McGraw, Chesney Set Up Circus in Albuquerque

Tour Opens to Enthusiastic Capacity Crowd

ALBUQUERQUE, N.M. — Their scrapes with police and their legal hassles behind them, it was business as usual for Tim McGraw and Kenny Chesney Wednesday night (June 20) when they kicked off “Tim McGraw on Tour” at the Journal Pavilion here.

The swing through 40-plus cities follows McGraw’s highly successful outing last year with wife Faith Hill on their Soul 2 Soul Tour. He played Wednesday to what appeared to be a capacity audience at the 12,000-seat outdoor amphitheater. Judging from the screams of his fans and their unprompted chanting of nearly every lyric of every song, “Tim McGraw on Tour” definitely has the potential to match last year’s achievement.

Before Chesney’s appearance, opener Mark Collie warmed up the crowd with some originals and a few Johnny Cash tunes set to a powerful rock beat. Collie, who has played Cash in an independent film, looked a lot like a young Cash, dressed in a nearly all-black outfit, with slicked-down hair.
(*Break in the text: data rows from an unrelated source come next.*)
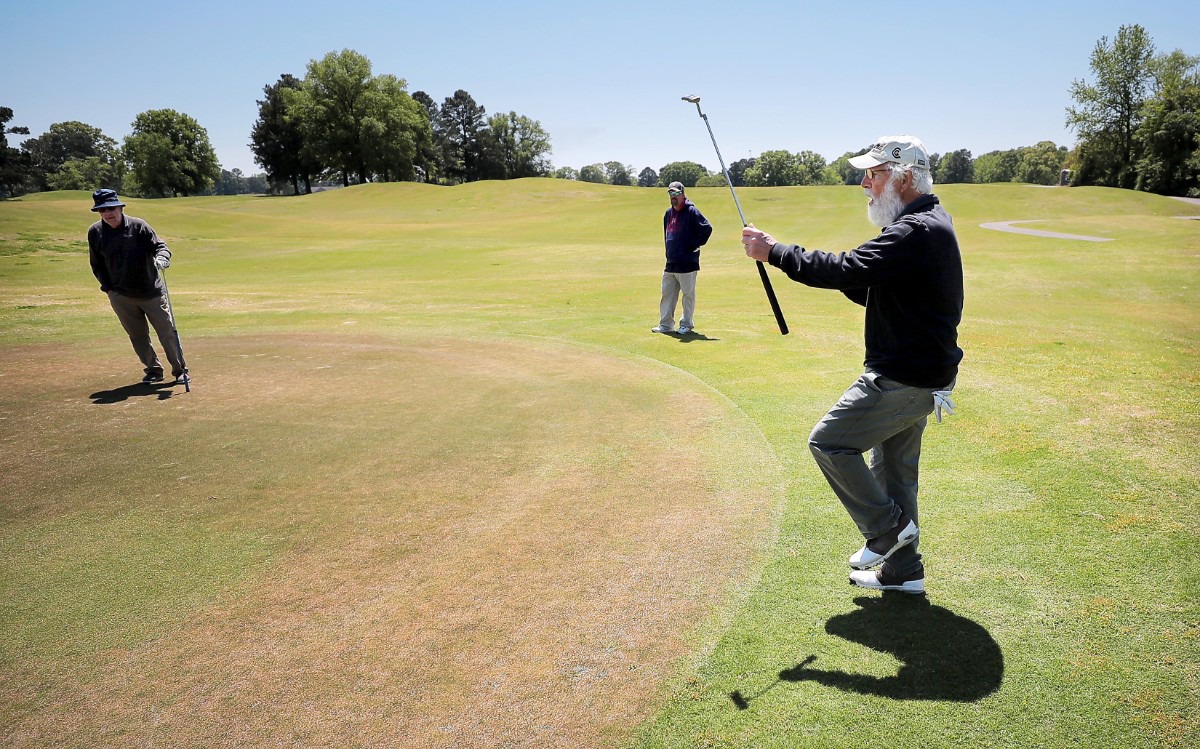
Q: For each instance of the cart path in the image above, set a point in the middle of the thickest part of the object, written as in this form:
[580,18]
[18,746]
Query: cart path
[1007,226]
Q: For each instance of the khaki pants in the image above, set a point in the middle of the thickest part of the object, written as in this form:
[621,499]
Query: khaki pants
[135,313]
[887,419]
[672,286]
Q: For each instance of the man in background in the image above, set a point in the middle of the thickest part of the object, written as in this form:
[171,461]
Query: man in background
[126,256]
[684,231]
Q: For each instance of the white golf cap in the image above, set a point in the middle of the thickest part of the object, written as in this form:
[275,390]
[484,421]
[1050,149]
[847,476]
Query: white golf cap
[893,149]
Chesney followed, goading on the crowd at every step, running from one side of the stage to the other, urging hand claps and performing brilliantly to a receptive and emphatic crowd. He played a few ballads like “Don’t Happen Twice” and “I Lost It,” but stuck mostly to high-energy numbers like “She Thinks My Tractor’s Sexy” and Conway Twitty’s “Love to Lay You Down.” He even found time to reference Jimmy Buffett in “How Forever Feels” and to cover Billy Joel’s “You May Be Right.” By the time Chesney finished, he’d definitely done his job as opener, priming the crowd for the big show.

Appearing out of nowhere, from within the crowd, McGraw opened his show a short time later with, of all songs, Elton John’s “Tiny Dancer.” Surrounded by security, he slowly made his way to the stage as hundreds of fans clamored to touch this new country music hero. Once he reached the stage, the show kicked into high gear with a brilliantly bright and colorful light and video show that was more Las Vegas than downhome Dehli, La., the singer’s hometown. Behind McGraw’s seven-piece band, a larger-than-life video screen projected images the entire show, making McGraw appear like a giant before his thousands of adoring fans.
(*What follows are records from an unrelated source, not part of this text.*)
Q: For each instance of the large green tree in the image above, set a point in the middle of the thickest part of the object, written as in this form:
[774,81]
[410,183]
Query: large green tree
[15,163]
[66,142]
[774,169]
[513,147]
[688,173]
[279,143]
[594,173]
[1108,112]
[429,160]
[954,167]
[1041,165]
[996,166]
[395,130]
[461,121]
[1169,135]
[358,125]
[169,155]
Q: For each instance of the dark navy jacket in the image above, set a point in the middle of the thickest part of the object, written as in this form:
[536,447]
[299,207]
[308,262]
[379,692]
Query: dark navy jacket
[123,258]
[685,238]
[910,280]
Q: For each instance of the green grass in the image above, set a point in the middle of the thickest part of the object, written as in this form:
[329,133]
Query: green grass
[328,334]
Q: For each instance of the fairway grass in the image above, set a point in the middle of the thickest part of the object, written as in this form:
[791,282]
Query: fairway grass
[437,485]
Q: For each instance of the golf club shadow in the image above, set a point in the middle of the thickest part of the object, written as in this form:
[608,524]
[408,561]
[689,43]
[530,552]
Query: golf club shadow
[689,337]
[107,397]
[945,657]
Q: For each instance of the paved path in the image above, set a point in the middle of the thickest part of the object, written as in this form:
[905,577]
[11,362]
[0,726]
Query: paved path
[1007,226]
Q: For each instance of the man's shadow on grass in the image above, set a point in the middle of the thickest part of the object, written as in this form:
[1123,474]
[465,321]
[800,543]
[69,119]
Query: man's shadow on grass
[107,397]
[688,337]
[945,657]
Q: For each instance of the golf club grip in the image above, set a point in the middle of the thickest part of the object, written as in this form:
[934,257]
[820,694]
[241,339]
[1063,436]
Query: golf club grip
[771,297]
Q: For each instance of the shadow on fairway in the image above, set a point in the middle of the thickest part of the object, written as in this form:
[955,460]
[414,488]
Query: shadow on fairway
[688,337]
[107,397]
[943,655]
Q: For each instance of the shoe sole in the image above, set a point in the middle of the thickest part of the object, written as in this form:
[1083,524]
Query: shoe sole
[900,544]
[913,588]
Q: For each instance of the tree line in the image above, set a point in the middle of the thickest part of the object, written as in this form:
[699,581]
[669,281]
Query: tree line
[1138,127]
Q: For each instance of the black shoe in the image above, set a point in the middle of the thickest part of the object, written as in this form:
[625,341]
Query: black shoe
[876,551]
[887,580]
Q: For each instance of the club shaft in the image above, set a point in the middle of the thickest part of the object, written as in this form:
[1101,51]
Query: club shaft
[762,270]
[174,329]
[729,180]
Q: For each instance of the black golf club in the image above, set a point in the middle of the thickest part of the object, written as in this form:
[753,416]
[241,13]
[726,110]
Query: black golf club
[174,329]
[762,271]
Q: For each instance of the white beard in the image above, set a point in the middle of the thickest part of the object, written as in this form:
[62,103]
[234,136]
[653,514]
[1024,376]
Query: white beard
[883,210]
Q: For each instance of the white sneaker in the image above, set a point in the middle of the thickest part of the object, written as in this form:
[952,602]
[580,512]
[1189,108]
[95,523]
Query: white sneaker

The Country Music Association’s reigning male vocalist of the year was in prime form and dressed to please the women in the audience. He wore snug, faded bluejeans, a signature cowboy hat and a tightly fitting, long-sleeve but see-through shirt — showing just enough to melt all the cowgirls’ hearts.

Pounding his chest and raising his arms high for the crowd, McGraw went through many of his now-classic songs including “Refried Dreams,” “Everywhere,” “Please Remember Me” and a very emotional and heart-wrenching “Don’t Take the Girl,” in which every lyric appeared on screen. By song’s end, not a single dry eye was left in the house. Though many of McGraw’s songs were played medley-style, he managed to fit in nearly every tune that a McGraw fan might want to hear.

It was evident that everyone in the crowd hoped to see or at least catch a stage-left glimpse of McGraw’s devoted wife, Hill, said to be with him on tour despite her recent pregnancy with the couple’s third child. It was not to be. Nor did McGraw spend much time speaking to the audience, save for the usual “How are we doing tonight Albuquerque?” Most of McGraw’s time was spent rifling through as many songs as he could cram into his 90-minute set.

McGraw also introduced a few new songs from his latest album, Set This Circus Down, No. 1 on the Billboard country album chart for six consecutive weeks before yielding this week to Trisha Yearwood . “Telluride” was a sweeping, anthem-like tune about the Colorado mountain town. A great little song called “Things Change,” accompanied by vintage black-and-white images of Hank Williams , Elvis, the Beatles, Jimi Hendrix, Willie Nelson and many others, left the crowd cheering. The photos were surrounded by color graphics that simulated fire, and by quotes like, “Only the wisest and stupidest of men never change.” Another highlight was a Mark Collie-penned tune, “Forget About Us” that sounded vaguely like early Bruce Springsteen.

As for the encores, McGraw saved the best for last, playing the raucous, crowd-pleasing singalong, “I Like It, I Love It,” “The Cowboy in Me” and “Where the Green Grass Grows.” The latter was a crowd favorite. The finale proved Faith-less, but Chesney did ramble back onstage to perform “Good Ol’ Boys” with McGraw, a fitting end for the pair in light of all they’ve been through since their tangle with police in Buffalo just over a year ago.

McGraw and Chesney move to Phoenix Thursday night (June 21). “Tim McGraw on Tour” wraps up Aug. 25 in Nashville.